One child swallowed the central disk cap of a broken fidget spinner, including a small button battery, while the other youngster swallowed a battery released from a damaged disk.

One child required emergency surgery to remove a piece of the broken toy, including a one-inch button battery, and remained in the hospital for nearly three weeks.

“Any toy, and just as important any household object, that is powered by a button battery can be dangerous in the hands of children,” Gurevich said.

Many battery ingestions in small children occur after a battery is dislodged from a product not intended for children, such as a watch, hearing aid, or adult electronic device, said Gurevich.

“It is important for caregivers to evaluate what objects around the house are not intended for child use, but could be reached by kids and lead to accidental ingestion,” he said. “If it is in the house and not in a locked cabinet or drawer, children will find it.”

With toys, it’s important to check the compartment housing the battery to make sure it is completely secure and the battery cover is tight, without chance of being removed by the child, said Gurevich.

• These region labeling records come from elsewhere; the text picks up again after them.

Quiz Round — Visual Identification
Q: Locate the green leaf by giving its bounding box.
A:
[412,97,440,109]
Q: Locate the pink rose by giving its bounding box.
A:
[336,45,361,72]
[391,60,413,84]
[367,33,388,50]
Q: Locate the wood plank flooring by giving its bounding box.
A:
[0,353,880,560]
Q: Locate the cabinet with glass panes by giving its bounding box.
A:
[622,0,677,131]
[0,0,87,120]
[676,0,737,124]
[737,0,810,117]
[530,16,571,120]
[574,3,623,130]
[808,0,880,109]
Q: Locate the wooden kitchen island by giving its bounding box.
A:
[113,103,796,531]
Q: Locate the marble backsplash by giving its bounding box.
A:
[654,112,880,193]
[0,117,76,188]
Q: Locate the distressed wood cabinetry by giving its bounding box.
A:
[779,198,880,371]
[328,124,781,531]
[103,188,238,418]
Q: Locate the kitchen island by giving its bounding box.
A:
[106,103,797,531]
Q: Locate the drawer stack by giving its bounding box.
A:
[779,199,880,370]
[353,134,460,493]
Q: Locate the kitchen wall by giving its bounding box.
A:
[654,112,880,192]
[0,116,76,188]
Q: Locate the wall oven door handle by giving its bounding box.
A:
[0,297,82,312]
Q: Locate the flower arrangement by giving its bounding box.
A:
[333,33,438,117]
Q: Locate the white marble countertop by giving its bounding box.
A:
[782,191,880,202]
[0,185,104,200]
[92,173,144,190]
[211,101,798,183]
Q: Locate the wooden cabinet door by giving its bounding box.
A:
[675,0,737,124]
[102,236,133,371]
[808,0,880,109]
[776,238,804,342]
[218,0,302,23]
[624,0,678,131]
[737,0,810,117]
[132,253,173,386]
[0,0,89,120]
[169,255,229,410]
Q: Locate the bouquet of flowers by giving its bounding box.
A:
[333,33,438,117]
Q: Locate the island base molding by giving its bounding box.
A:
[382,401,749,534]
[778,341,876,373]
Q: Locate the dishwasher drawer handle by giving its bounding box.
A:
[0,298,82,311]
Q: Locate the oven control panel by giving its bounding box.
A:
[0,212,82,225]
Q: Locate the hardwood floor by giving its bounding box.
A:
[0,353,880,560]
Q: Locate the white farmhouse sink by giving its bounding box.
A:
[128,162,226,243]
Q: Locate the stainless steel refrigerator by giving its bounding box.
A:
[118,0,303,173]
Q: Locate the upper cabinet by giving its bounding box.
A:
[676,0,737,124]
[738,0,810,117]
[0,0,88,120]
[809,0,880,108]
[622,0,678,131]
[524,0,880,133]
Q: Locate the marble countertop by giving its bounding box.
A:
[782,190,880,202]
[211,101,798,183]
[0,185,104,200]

Dr. Athos Bousvaros, a pediatric gastroenterologist at Boston Children’s Hospital who coauthored an editorial published with the report, told Reuters Health by phone, “Most button batteries have warnings, they’re difficult to open up and people are aware of them. But it sounds like with these cases of fidget spinners, the spinners were easy to break, the batteries were inside, (and) there wasn’t any warning about the battery.”

A swallowed battery could potentially tear a hole in the esophagus connected to the aorta, and the child could bleed to death, said Bousvaros.

“That’s really the risk of these button batteries. Basically it’s very severely caustic,” he said. “In the worst case scenario, which none of these cases had, you get the feared complication of the aorta-esophageal fistula, which is a well known, though rare complication of button batteries ingestion and almost always results in death.”